Tarant gulped. “And you took a photo of his wife in bed with a detective superintendent?”

“Through the bedroom window!” Her protest sounded lame. She spent most of her working life skulking through gardens and taking compromising pictures. Too much. Perhaps she needed a change of career.

“So?” Worry couched Tarant’s voice. “What are you trying to say?”

“I’m saying it’s started,” Lexi said. “I’m guessing Rojas kept notes of every identity and registration number he searched for you. He just got himself assigned to a murder investigation. How do you suppose he achieved that overnight?”

Tarant swore. “Lex, I’m finished,” he breathed. “He’ll rip through every case I involved him with. This will ruin my reputation and business.”

They kicked around solutions for a while. Tarant kept meticulous notes on all cases, so they agreed he would single out every instance of Rojas’ involvement.

“What’s the end game?” Tarant asked. Worry laced his voice.

“You know what it is,” Lexi soothed. “We’ll gather the evidence and take it to the police commissioner. Rojas is a dirty cop.”

“He was my brother-in-law. And a mate.” Sadness enveloped Tarant.

Lexi gritted her teeth. She couldn’t summon any sympathy for him, not anymore. She remained silent and eventually, he got the message. The knowledge of her evidence against the corrupt police officer lodged in her throat, but she couldn’t risk confiding in Tarant. The realisation saddened her. Everything seemed to have altered between them in just a few days.

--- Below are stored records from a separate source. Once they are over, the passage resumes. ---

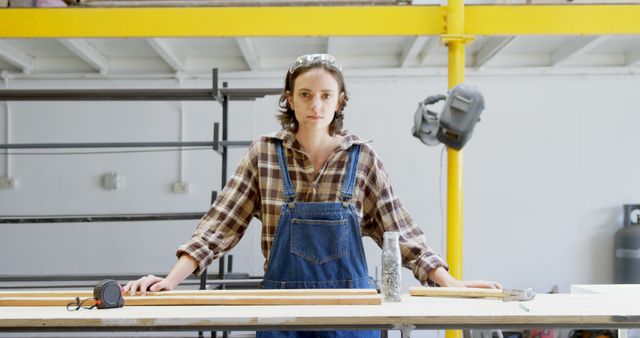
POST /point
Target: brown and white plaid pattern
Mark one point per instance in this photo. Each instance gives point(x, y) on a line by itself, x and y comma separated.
point(255, 190)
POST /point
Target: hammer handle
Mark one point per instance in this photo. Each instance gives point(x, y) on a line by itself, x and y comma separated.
point(455, 292)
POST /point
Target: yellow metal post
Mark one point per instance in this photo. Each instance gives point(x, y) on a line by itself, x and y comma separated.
point(455, 40)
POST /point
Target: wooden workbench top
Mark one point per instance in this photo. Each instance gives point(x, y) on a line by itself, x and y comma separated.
point(559, 310)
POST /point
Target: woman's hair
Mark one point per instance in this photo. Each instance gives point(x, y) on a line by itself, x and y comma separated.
point(287, 116)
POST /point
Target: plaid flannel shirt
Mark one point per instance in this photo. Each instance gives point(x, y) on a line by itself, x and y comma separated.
point(255, 190)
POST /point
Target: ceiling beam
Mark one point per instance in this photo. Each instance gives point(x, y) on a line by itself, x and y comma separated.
point(632, 58)
point(162, 48)
point(491, 49)
point(89, 54)
point(573, 48)
point(411, 50)
point(249, 53)
point(354, 21)
point(17, 57)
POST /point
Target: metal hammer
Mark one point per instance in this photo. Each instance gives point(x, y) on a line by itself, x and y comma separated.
point(505, 294)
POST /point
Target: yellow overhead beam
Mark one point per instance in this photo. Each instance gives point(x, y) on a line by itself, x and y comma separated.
point(314, 21)
point(221, 21)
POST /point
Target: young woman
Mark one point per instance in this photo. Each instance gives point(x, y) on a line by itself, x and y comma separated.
point(317, 189)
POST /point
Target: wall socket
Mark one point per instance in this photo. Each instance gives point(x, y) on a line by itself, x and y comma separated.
point(180, 187)
point(7, 183)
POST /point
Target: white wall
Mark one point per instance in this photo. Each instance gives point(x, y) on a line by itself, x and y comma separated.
point(546, 174)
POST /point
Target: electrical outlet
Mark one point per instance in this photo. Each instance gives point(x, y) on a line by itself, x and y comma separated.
point(180, 187)
point(7, 183)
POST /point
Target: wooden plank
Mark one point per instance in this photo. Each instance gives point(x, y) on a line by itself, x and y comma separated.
point(203, 300)
point(253, 292)
point(557, 310)
point(455, 292)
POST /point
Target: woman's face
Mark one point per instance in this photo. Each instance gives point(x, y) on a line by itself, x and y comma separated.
point(315, 99)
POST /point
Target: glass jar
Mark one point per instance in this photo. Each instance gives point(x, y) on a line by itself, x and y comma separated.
point(391, 265)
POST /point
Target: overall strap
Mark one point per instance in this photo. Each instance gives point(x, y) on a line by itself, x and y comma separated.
point(349, 183)
point(289, 192)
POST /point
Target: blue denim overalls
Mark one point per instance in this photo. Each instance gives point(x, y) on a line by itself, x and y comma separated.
point(318, 245)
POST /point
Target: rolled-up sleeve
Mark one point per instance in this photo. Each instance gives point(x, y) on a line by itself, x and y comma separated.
point(225, 223)
point(383, 212)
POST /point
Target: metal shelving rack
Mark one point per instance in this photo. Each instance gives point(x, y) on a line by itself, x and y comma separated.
point(219, 142)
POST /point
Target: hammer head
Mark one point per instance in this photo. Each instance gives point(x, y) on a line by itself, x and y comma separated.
point(518, 294)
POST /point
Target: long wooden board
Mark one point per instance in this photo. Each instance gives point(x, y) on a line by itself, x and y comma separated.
point(254, 292)
point(558, 310)
point(203, 300)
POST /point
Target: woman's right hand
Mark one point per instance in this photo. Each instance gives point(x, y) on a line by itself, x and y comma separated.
point(149, 282)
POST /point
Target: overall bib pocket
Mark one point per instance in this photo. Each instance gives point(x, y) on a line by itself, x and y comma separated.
point(319, 241)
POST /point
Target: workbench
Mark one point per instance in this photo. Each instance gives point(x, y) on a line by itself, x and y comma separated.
point(546, 310)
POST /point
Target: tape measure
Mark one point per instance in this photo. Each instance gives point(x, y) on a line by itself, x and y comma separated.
point(108, 294)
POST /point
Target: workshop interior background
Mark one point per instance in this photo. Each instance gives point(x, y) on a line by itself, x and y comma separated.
point(546, 173)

“You’re different.” His words shocked her. As though he’d read her mind, he asked, “What’s changed between us, Lexi?”

She ran her index finger over the keyboard mouse and considered her reply. “I don’t know,” she mused. “If you’d asked me a week ago, I’d have given a different answer. I loved you. I knew Lynn would eventually drop the mask and leave. Maybe that’s why I hung around.”

“And now?” Hope flickered in the tentative whisper.

“I still don’t know.” Lexi pursed her lips. “I have options, I guess. Getting my qualification is a massive step. Not having Lynn tormenting me at work has lifted the black cloud a little, too. I didn’t realise how tense it made me feel, waiting for her to pop through the connecting door like a sarcastic Jack-in-the-box. And I brushed off the hurt it caused when you didn’t believe Rojas attacked me. It humiliated me because I knew the truth. I wish I’d gone to the cops when it happened.”

Her mind shifted to the kind doctor at the emergency clinic. His quiet faith in her released her soul a little more. The world seemed a brighter place. Having at least one impartial person in her corner made her feel invincible. She swallowed and straightened her spine. “Limbo,” she concluded. “I’ve kept my life on hold, waiting for something. In limbo. Directionless.”

“Waiting for me?”

“I thought so.” Lexi cringed. They’d seen each other naked but never spoken with such frank honesty. What a sad indictment of a relationship with no future. She exhaled and delivered a painful blow to Tarant Leon’s fragile ego. “I know you kept me in the wings like a handy backup. You always knew she’d leave again. But I’m not interested in Lynn’s sloppy seconds, thanks. We’ll remain as colleagues, Tarant. That’s all.”

He sighed, a deep, long breath. “I realised I’d made a mistake when I apologised to you in the office the other day. I saw it in your face.”

“Yeah.” Lexi recognised the catalyst for her sudden release. He’d only acknowledged her pain because he sensed they couldn’t progress without it. A means to an end. “Too little, too late,” she breathed. And ended the call.